1) Upgrade your Gear
Ditch that selfie stick and stow that iPhone in your pocket—if you’re going to become a serious travel photographer you’ll want to upgrade your gear. Smartphones and advanced point and shoots will only take you so far, you’ll want the bigger light sensors and better lenses on DSLRs
or mirrorless cameras
to compose the type of pictures that can earn you a living. If you already own a DSLR or mirrorless camera
, a great way to improve the quality of your pictures is to invest in new lenses
—for travel photographers, that means wide angle lenses for stunning landscape shots and fast zoom lenses for zooming in on landmarks. For better close-up shots of small things like insects, a macro lens will do nicely. It all depends on what type of travel photographer you want to be, invest in a set of lenses that will allow you to be ready for anything as you traverse the globe.
2) Leverage Social Media
In 2016, social media is essential for anyone looking to start their own business, and that includes travel photographers. Chances are high you already own an Instagram account or post regularly on Facebook. If you’re particularly social, you may have already generated a following for your above average vacation shots and selfies. Social media platforms can be a great way to grow your portfolio, develop a following and build your own personal brand. The bigger your online presence the easier it will be for you to get noticed, land gigs and pursue new opportunities. Just remember that social media is a double edged sword—if you’re going to go pro, it pays to purge your social media account of unflattering selfies, drunken escapades, overexposed photos and awkward angles—anything you wouldn’t want a famous travel photographer to stumble upon.

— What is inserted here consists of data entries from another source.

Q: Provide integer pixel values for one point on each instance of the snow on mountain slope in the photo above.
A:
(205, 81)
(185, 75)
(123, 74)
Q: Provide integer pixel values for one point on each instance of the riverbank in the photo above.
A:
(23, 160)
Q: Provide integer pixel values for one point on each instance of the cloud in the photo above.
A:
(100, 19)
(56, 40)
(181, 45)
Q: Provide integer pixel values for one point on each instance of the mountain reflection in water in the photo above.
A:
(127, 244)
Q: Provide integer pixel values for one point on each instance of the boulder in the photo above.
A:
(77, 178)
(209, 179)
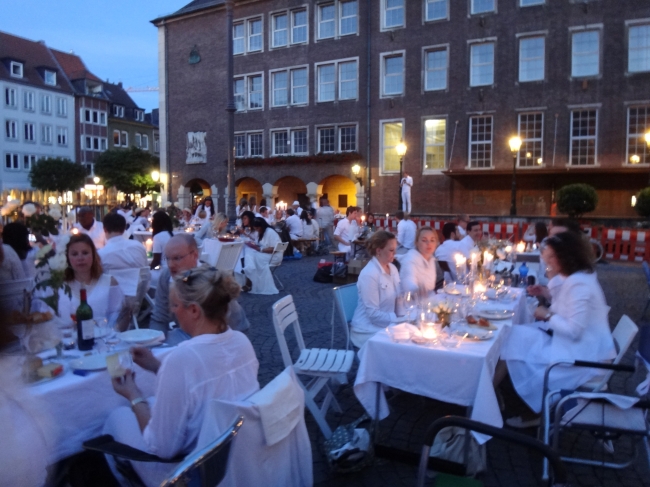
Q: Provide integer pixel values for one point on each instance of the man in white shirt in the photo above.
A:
(294, 225)
(406, 184)
(406, 230)
(347, 230)
(119, 252)
(86, 224)
(470, 242)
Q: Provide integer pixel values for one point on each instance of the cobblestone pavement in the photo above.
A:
(508, 465)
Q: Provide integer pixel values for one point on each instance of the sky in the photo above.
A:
(115, 39)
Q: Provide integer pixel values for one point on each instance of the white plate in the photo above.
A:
(140, 336)
(89, 362)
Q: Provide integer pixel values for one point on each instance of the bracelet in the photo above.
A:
(137, 401)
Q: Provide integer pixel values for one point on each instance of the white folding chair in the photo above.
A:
(276, 261)
(318, 363)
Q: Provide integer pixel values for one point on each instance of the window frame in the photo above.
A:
(382, 147)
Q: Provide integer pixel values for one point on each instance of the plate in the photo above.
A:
(140, 336)
(89, 362)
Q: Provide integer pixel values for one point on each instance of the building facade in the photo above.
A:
(320, 86)
(37, 110)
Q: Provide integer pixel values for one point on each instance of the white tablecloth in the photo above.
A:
(79, 405)
(460, 375)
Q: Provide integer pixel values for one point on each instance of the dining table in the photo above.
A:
(459, 372)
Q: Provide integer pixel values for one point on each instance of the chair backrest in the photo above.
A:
(346, 299)
(278, 254)
(285, 314)
(208, 463)
(227, 260)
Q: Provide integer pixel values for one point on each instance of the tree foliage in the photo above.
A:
(129, 170)
(642, 206)
(577, 199)
(57, 174)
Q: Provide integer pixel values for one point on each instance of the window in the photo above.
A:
(480, 142)
(531, 58)
(299, 26)
(584, 126)
(436, 10)
(12, 161)
(46, 134)
(62, 136)
(29, 100)
(337, 81)
(280, 29)
(482, 6)
(531, 132)
(638, 124)
(482, 64)
(392, 132)
(392, 13)
(392, 66)
(435, 140)
(436, 64)
(30, 132)
(638, 56)
(10, 97)
(585, 53)
(49, 77)
(61, 107)
(326, 21)
(16, 69)
(11, 129)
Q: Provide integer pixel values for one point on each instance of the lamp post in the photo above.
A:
(515, 145)
(401, 151)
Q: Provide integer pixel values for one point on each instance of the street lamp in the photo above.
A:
(401, 151)
(515, 145)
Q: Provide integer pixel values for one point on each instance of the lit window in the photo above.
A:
(435, 140)
(531, 133)
(585, 53)
(531, 59)
(482, 64)
(584, 126)
(480, 142)
(392, 134)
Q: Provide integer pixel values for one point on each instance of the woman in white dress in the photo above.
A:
(378, 286)
(418, 266)
(215, 363)
(575, 327)
(258, 260)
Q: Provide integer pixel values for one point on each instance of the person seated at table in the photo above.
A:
(257, 262)
(418, 267)
(575, 327)
(215, 363)
(16, 236)
(406, 230)
(163, 230)
(86, 224)
(470, 242)
(119, 252)
(378, 286)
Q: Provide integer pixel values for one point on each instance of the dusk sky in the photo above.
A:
(115, 39)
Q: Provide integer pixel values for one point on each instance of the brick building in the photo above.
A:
(322, 85)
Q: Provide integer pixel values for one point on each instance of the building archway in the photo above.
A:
(340, 191)
(292, 189)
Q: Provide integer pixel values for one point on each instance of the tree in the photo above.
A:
(57, 174)
(129, 170)
(577, 199)
(642, 206)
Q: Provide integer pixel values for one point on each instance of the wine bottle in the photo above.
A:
(85, 324)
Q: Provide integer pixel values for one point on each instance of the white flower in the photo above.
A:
(58, 262)
(29, 209)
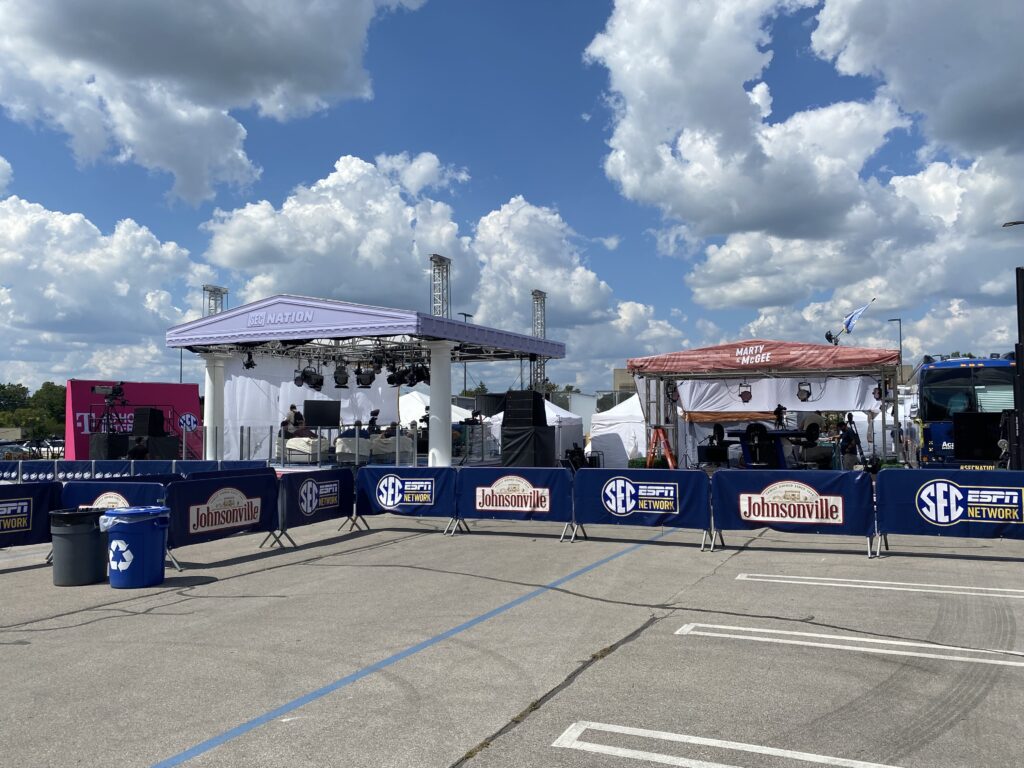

3) Get Comfortable Shooting in Manual Mode
Learning how to bring the best from a new camera, is one of the most rewarding experiences of being a photographer—and that means mastering manual mode. We’ve covered before how to start shooting in manual mode, but it’s worth repeating here because getting paid for photographs you take while you’re traveling the globe means you’ll need to be comfortable enough with your gear to handle a wide variety of lighting and weather conditions. Sometimes, a client will request a particular shot in a particular style, and understanding your camera’s settings is the only way you’ll be able consistently deliver images to your customer’s satisfaction.
4) Learn to Play the Stock (Photo) Market
Ever wonder how websites, businesses and blogs get the bulk of the images they use for their posts? Bigger brands can afford to hire professional photographers for custom content, but a majority of the internet sources images from sites like ShutterStock and iStock. Stock photos are the easiest way to license your work and set up passive residual income streams. Start with micro stocks, the art of selling stock photos for low prices (a dollar a piece). As you build your portfolio work your way up to full exclusive license stock photos for higher prices—bigger brands are willing to pay a lot more for exclusive rights to an image.
5) Start a Blog
These days being a travel photographer is less about taking steady wages from an established magazine or newspaper and more freelance web entrepreneur. Having a sizeable social media presence will help you get started in building a following, but investing in your own personal website or blog is best way to accelerate the growth of your business. You can set up an ecommerce store to sell your own prints, direct potential clients you meet at conventions to your portfolio, and generate income from affiliate marketing or AdSense. As an independent, self-employed profession, finding multiple income streams is critical to a travel photographer’s success.